The essence of qualitative research: “verstehen”

Nice post by Sam Ladner on sample size when conducting qualitative research. Ladner says “Folks, qualitative research does not worry about numbers of people; it worries about deep understanding”. I can relate with this because I’m writing a response to a proposal that has stated the problem only briefly but has spent the rest of the proposal describing how they want the research to be executed, along with the exact number of people to interview, etc. This is an example of a quantitative proposal to solve a qualitative problem.

Libraries and Readers Wade Into Digital Lending

NY Times reports on the emerging trend of borrowing e-books from libraries. It’s all nice but there are some cracks—e-books are treated as physical books. “Most digital books in libraries are treated like printed ones: only one borrower can check out an e-book at a time, and for popular titles, patrons must wait in line just as they do for physical books.

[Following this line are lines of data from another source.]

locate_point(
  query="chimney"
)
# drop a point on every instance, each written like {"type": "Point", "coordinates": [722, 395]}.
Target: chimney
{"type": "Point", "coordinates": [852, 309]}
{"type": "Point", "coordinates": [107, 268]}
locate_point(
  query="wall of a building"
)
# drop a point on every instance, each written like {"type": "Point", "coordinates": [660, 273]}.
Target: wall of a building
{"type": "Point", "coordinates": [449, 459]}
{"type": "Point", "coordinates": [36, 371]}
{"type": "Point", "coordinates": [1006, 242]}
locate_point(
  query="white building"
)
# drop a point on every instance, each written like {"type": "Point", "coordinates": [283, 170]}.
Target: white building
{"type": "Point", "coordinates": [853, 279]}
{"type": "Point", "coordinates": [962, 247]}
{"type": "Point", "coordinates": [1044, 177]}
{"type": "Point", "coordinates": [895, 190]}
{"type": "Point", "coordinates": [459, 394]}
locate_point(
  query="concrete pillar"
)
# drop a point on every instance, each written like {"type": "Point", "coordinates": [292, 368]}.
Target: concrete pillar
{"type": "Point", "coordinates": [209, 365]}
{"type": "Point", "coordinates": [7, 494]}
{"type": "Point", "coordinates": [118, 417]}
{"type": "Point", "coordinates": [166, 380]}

After two to three weeks, the e-book automatically expires from a reader’s account.”

Google Wave’s Best Use Cases

Life Hacker asked people: How would you use Google Wave? They got over 600 responses. Here is a list of their top picks. Cool!

“Dozens of teachers, students, and academics of all stripes wrote in saying that they need better and faster ways to communicate and collaborate in and out of the classroom…”

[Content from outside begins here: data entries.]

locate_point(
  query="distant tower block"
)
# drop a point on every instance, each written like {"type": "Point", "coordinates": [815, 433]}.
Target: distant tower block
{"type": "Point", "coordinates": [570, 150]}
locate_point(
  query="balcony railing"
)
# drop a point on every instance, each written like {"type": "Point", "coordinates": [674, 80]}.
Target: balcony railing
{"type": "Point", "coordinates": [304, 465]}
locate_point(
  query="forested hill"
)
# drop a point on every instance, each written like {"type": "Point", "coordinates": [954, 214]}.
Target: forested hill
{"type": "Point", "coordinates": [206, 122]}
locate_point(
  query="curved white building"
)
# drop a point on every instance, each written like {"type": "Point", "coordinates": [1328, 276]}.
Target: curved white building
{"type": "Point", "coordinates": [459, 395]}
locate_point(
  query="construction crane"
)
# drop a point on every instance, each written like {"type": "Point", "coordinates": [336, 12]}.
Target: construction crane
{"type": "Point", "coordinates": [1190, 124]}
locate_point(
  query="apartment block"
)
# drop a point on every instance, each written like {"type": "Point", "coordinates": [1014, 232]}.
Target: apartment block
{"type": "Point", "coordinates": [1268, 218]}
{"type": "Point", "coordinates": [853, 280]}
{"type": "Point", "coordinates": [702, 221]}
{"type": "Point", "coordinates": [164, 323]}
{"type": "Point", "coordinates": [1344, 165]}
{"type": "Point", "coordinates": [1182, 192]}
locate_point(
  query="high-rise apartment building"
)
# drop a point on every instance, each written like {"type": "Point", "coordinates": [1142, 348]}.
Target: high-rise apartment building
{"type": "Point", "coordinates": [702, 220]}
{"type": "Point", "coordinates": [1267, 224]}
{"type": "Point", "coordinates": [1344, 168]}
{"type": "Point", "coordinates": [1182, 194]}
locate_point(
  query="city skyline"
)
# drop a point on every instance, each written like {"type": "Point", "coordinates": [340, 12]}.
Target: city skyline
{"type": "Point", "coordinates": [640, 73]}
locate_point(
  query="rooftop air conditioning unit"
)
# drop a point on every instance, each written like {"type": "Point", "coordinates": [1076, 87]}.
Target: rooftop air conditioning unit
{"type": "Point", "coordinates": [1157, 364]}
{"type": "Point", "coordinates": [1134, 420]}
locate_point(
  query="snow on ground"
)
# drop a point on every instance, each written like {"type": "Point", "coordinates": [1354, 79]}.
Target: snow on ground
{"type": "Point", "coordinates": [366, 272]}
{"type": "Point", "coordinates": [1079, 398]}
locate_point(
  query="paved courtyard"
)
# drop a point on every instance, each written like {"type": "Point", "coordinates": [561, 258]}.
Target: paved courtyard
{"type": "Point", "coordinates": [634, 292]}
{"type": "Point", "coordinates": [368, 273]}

7 principles for decentralized publishing

Jane McConnell writes about 7 principles for decentralised publishing on the intranet.

“If you are a large, global organization, you will have many different types of content with varying degrees of ownership depending on the source: business unit, country, function, etc. Ask the different business units and functions to define their own guidelines for what type of content require approval by what level or role.”

Barriers to Intranet Use from Forrester

Bill Ives has summarized a Forrester report on “What’s Holding Back Your Intranet?”. The findings are not surprising.

“They found that 93% of employee respondents said they use an intranet or company portal (Forrester uses the terms interchangeably) at least weekly, and more than half reported daily use. However, they found that these intranets were mostly accessed for basic functions such as company directory, benefits information, and payroll. Access to collaborative tools, what some might called an enterprise 2.0 capability was ranked fourteenth.”

A Look Behind The Curtain At YouTube’s User Experience Research

Jason Kincaid writes about how YouTube tries to constantly test out and understand how its users are using the website.

“To help gauge the Watch page’s ideal layout, YouTube invited in a number of users and gave them magnets that represented different elements from YouTube and other popular video sites. The results were not surprising, but they present an interesting challenge to YouTube: the vast majority of users chose to streamline their page as much as possible, featuring a large video player, a search box, and a strip of related videos. But the site’s heavy uploaders, who are obviously key to YouTube’s success, tended to favor a more complex site with a greater emphasis on analytics, sharing, and social interaction.

YouTube’s task is to figure out a way to appeal to both sets of users.”

HBR: The Simplest Way to Reboot Your Brain

The Harvard Business Review has an article by Robert Stickgold where he writes about the benefits of sleep:

“A report in the June 2009 Proceedings of the National Academy of Sciences showed that a nap with REM (or “dream”) sleep improves people’s ability to integrate unassociated information for creative problem solving, and study after study has shown that sleep boosts memory. If you memorize a list of words and then take a nap, you’ll remember more words than you would without sleeping first. Even micronaps of six minutes—not including the time it takes to fall asleep, which is about five minutes if you’re really tired—make a difference.”